Contributor Spotlight: Jehanne Dubrow
Jehanne Dubrow’s poem, “Swarm,” is part of Issue 79 of Bellingham Review. Subscribe or purchase a single issue through our Submittable page here.
What would you like to share with our readers about the work you contributed to the Bellingham Review?
A friend told me that a building in which I used to work had been overtaken by a swarm of bees, the hive growing so large that eventually bees began to fill all of the rooms, forcing everyone out for weeks, until the exterminators finally found a an appropriate solution for dealing with this protected species. The building had been a site of much grief for me; it was a place of trauma and abuse. So, the story of the bees was irresistible. Sometimes the world just gives us our poems, and we only need to pay attention.
Tell us about your writing life.
My poems are often obsessed with the intersection of small, personal histories with large-scale, national histories. I write about cruelty and violence, the question of how we represent trauma on the page.
Which non-writing aspect(s) of your life most influences your writing?
Perfume. Handmade textiles. Visual art.
What writing advice has stayed with you?
You’ll solve the problems of this poem in your next poem.
What is your favorite book (or essay, poem, short story)?
I always return to Louise Gluck’s book, The Wild Iris.
What are you reading right now?
And After the Fire, by Lauren Belfer
What project(s) are you working on now, or next?
I’m working on a collection of poems called Civilians (it’s the final book in my military spouse trilogy, which started with Stateside and was followed by Dots & Dashes). I’m also writing a book of essays about art, which is called Exhibitions.
Anything else our readers might want to know about you?
I was born in Italy and grew up in Yugoslavia, Zaire, Poland, Belgium, Austria, and the United States.
Where can our readers connect with you online?
JEHANNE DUBROW is the author of seven poetry collections, including most recently American Samizdat (Diode Editions, 2019), and a book of creative nonfiction, Throughsmoke: An Essay in Notes (New Rivers Press, 2019).

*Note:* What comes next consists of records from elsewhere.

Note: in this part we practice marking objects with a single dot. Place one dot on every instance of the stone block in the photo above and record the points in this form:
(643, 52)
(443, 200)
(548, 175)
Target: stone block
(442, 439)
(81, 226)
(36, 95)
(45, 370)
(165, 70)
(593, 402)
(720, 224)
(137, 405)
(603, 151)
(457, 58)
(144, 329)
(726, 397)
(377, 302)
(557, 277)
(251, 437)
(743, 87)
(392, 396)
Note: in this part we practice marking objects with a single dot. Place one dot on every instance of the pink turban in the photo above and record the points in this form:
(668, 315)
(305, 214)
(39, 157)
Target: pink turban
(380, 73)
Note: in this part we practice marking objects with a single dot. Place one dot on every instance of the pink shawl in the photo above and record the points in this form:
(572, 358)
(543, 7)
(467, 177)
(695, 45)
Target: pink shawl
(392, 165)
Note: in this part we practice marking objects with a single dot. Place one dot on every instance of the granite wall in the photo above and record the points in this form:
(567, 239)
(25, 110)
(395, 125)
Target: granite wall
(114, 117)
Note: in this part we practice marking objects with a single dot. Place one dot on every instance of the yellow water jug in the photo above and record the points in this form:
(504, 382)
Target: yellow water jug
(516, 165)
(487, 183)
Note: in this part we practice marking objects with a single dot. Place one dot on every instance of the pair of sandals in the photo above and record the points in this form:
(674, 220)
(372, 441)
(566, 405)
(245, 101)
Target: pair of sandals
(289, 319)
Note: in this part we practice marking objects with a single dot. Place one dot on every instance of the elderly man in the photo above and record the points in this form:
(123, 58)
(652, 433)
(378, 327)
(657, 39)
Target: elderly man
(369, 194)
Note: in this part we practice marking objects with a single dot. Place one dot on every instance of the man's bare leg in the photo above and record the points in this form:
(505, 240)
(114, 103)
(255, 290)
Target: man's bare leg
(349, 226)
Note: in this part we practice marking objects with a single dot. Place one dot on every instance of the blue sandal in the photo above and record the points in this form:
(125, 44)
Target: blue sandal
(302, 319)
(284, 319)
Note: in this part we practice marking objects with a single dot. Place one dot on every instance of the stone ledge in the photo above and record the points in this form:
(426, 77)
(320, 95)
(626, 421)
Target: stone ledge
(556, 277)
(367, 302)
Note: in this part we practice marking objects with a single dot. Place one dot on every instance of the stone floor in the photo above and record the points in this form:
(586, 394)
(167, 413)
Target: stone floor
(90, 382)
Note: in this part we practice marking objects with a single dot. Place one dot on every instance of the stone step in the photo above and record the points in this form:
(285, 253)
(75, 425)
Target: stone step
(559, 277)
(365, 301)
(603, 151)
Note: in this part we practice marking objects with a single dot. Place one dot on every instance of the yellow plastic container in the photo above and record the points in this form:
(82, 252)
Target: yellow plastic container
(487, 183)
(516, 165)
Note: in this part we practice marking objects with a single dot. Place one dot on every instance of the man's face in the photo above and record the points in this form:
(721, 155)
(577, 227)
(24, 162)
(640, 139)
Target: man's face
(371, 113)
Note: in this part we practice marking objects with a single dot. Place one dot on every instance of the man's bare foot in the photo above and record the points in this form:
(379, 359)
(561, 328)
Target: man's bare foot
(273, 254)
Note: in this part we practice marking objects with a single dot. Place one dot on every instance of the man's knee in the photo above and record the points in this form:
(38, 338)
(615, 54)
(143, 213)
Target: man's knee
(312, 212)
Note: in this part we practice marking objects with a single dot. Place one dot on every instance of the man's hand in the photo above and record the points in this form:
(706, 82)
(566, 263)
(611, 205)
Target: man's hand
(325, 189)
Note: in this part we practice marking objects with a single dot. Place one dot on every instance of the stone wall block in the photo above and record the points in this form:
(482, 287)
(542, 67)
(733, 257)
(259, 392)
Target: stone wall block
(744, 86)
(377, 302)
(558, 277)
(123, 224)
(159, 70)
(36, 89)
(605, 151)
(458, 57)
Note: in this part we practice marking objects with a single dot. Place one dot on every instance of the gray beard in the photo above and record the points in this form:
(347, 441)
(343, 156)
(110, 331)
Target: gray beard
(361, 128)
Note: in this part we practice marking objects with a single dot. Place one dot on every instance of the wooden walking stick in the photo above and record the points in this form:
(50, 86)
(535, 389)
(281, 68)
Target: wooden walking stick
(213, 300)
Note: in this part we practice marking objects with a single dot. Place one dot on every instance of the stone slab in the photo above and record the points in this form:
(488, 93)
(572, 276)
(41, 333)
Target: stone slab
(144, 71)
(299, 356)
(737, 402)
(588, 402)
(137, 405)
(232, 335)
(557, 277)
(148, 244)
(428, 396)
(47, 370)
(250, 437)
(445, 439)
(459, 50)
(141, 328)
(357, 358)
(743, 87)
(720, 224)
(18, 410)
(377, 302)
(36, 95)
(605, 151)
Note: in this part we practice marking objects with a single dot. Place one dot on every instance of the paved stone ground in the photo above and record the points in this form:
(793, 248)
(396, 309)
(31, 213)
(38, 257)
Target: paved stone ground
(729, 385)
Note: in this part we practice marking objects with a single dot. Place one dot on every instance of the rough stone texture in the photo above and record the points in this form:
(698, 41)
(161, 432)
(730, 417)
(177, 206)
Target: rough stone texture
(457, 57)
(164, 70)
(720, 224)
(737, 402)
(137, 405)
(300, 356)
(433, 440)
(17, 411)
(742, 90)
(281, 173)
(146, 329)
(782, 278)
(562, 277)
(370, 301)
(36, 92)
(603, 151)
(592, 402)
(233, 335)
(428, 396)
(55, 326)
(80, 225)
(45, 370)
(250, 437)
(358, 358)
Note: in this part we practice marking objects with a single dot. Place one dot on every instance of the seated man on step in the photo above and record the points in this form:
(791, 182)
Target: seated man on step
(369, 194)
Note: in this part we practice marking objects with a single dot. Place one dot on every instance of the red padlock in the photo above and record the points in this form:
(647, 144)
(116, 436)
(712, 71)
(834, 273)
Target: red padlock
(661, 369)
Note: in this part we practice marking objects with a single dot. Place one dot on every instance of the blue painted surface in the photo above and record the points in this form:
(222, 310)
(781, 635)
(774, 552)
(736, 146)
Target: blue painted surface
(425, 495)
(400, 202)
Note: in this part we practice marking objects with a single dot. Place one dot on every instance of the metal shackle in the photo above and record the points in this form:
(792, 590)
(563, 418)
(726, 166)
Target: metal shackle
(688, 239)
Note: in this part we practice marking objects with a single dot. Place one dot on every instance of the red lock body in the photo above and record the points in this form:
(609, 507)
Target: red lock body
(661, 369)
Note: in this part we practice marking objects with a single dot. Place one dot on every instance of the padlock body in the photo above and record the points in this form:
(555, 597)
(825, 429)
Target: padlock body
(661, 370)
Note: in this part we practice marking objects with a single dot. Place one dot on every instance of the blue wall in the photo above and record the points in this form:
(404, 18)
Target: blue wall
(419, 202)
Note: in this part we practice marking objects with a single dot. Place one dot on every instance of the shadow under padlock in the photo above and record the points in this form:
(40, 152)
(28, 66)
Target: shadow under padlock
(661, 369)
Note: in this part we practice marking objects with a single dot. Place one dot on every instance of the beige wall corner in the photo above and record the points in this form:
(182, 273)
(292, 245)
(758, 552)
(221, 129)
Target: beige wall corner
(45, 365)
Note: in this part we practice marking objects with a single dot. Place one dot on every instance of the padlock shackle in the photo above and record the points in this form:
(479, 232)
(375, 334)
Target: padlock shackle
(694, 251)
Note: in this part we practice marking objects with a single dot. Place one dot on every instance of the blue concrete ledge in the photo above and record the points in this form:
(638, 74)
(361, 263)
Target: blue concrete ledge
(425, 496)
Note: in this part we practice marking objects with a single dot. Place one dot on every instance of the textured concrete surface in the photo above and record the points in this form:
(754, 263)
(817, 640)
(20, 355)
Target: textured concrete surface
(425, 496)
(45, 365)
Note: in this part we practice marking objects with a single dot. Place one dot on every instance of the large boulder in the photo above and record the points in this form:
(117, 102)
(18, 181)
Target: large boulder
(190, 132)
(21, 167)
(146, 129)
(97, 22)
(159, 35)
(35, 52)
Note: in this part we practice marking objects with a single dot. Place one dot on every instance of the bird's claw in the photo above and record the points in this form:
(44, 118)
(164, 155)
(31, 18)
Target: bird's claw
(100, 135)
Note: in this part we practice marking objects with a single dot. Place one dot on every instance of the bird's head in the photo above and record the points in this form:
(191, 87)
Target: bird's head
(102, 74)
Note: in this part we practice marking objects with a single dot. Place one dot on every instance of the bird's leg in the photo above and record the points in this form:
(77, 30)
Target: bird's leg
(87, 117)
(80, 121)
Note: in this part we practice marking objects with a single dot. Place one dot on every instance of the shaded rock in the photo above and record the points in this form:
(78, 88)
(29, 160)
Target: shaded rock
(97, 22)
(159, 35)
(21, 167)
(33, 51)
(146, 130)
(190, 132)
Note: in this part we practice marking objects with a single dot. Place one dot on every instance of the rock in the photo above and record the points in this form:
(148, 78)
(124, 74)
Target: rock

Her eighth collection of poems, Simple Machines, won the Richard Wilbur Poetry Award and will be published by the University of Evansville Press in fall 2020. Her ninth poetry book, Wild Kingdom, is forthcoming from LSU Press in 2021. Jehanne’s work has appeared in Virginia Quarterly Review, Pleiades, and The Southern Review. She is a Professor of Creative Writing at the University of North Texas.